Theory Overloading

(*<*)theory Overloading imports "../Setup" begin

hide_class (open) plus (*>*)

text ‹Type classes allow \emph{overloading}; thus a constant may
have multiple definitions at non-overlapping types.›

subsubsection ‹Overloading›

text ‹We can introduce a binary infix addition operator ‹⊕›
for arbitrary types by means of a type class:›

class plus =
  fixes plus :: "'a ⇒ 'a ⇒ 'a" (infixl "⊕" 70)

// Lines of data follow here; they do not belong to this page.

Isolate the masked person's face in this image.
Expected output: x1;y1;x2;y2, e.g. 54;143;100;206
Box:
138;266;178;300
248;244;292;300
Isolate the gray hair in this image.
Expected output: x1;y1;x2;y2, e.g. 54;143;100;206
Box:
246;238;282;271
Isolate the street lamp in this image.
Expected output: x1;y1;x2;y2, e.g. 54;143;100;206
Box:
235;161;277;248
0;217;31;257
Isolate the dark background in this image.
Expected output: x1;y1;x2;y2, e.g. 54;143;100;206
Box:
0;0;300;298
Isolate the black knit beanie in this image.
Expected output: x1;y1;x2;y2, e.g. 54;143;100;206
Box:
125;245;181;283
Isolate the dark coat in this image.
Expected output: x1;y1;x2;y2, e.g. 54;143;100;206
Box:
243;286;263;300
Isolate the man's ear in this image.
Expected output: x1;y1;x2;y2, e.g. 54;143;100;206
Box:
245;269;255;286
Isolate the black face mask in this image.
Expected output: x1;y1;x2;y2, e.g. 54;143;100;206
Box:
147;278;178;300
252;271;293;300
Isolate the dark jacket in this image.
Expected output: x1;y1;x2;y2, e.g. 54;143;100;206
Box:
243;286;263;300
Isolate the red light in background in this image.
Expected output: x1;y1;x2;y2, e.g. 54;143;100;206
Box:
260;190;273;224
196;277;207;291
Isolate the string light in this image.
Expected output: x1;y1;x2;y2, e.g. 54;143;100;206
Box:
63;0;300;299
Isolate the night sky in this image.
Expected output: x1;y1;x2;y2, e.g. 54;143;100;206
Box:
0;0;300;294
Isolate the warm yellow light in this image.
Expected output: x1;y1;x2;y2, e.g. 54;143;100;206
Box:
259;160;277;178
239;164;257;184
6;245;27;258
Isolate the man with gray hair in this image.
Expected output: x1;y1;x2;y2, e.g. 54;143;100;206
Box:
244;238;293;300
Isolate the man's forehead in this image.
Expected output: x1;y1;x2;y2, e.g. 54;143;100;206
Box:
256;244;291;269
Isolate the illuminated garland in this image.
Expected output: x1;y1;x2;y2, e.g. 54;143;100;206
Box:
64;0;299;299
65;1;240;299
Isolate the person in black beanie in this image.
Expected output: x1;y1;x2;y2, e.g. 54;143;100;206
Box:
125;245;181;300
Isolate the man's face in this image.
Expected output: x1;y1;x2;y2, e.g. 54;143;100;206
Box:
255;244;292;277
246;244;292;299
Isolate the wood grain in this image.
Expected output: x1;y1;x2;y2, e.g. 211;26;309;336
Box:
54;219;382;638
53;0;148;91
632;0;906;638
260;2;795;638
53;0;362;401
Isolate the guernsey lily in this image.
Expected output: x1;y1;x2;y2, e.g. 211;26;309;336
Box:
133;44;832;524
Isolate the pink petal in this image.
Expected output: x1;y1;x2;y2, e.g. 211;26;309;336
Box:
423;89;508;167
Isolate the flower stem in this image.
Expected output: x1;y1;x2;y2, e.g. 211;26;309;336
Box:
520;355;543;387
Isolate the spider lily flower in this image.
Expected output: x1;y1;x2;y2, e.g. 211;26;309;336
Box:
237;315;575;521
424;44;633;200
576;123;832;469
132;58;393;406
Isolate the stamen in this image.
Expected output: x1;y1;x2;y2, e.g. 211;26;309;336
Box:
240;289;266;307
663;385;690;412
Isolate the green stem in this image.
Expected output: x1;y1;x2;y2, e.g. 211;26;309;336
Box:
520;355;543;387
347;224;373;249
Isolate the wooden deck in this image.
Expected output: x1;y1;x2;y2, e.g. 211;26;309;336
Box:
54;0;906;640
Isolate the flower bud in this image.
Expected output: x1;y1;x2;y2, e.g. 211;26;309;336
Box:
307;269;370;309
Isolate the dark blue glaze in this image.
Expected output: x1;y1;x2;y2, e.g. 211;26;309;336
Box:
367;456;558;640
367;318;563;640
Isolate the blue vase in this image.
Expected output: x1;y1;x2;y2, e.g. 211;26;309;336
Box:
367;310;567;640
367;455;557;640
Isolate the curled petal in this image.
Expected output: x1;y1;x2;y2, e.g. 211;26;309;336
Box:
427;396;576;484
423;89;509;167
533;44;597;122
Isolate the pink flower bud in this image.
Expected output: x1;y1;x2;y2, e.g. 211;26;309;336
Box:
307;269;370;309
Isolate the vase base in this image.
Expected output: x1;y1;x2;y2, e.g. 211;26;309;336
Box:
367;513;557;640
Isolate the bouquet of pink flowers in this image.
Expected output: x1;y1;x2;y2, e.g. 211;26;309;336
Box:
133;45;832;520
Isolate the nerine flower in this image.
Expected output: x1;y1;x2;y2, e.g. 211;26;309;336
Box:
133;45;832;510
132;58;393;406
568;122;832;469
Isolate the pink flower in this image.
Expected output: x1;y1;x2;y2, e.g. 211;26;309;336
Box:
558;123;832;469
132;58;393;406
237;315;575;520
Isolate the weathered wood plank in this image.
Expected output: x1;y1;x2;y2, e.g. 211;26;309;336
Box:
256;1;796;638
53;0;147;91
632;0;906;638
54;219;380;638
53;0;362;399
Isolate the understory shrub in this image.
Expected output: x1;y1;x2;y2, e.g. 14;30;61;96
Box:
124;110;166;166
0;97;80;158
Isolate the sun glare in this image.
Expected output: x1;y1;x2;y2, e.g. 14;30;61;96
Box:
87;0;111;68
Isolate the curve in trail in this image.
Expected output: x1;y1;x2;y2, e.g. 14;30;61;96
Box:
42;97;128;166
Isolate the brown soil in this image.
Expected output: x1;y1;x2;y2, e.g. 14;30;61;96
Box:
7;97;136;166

text ‹\noindent This introduces a new class @{class [source] plus},
along with a constant @{const [source] plus} with nice infix syntax.
@{const [source] plus} is also named \emph{class operation}.  The type
of @{const [source] plus} carries a class constraint @{typ [source] "'a
:: plus"} on its type variable, meaning that only types of class
@{class [source] plus} can be instantiated for @{typ [source] "'a"}.
To breathe life into @{class [source] plus} we need to declare a type
to be an \bfindex{instance} of @{class [source] plus}:›

instantiation nat :: plus
begin

text ‹\noindent Command \isacommand{instantiation} opens a local
theory context.  Here we can now instantiate @{const [source] plus} on
\<^typ>‹nat›:›

primrec plus_nat :: "nat ⇒ nat ⇒ nat" where
    "(0::nat) ⊕ n = n"
  | "Suc m ⊕ n = Suc (m ⊕ n)"

text ‹\noindent Note that the name @{const [source] plus} carries a
suffix ‹_nat›; by default, the local name of a class operation
‹f› to be instantiated on type constructor ‹κ› is mangled
as ‹f_κ›.  In case of uncertainty, these names may be inspected
using the @{command "print_context"} command.

Although class @{class [source] plus} has no axioms, the instantiation must be
formally concluded by a (trivial) instantiation proof ``..'':›

instance ..

text ‹\noindent More interesting \isacommand{instance} proofs will
arise below.

The instantiation is finished by an explicit›

end

text ‹\noindent From now on, terms like \<^term>‹Suc (m ⊕ 2)› are
legal.›

instantiation prod :: (plus, plus) plus
begin

text ‹\noindent Here we instantiate the product type \<^type>‹prod› to
class @{class [source] plus}, given that its type arguments are of
class @{class [source] plus}:›

fun plus_prod :: "'a × 'b ⇒ 'a × 'b ⇒ 'a × 'b" where
  "(x, y) ⊕ (w, z) = (x ⊕ w, y ⊕ z)"

text ‹\noindent Obviously, overloaded specifications may include
recursion over the syntactic structure of types.›

instance ..

end

text ‹\noindent This way we have encoded the canonical lifting of
binary operations to products by means of type classes.›

(*<*)end(*>*)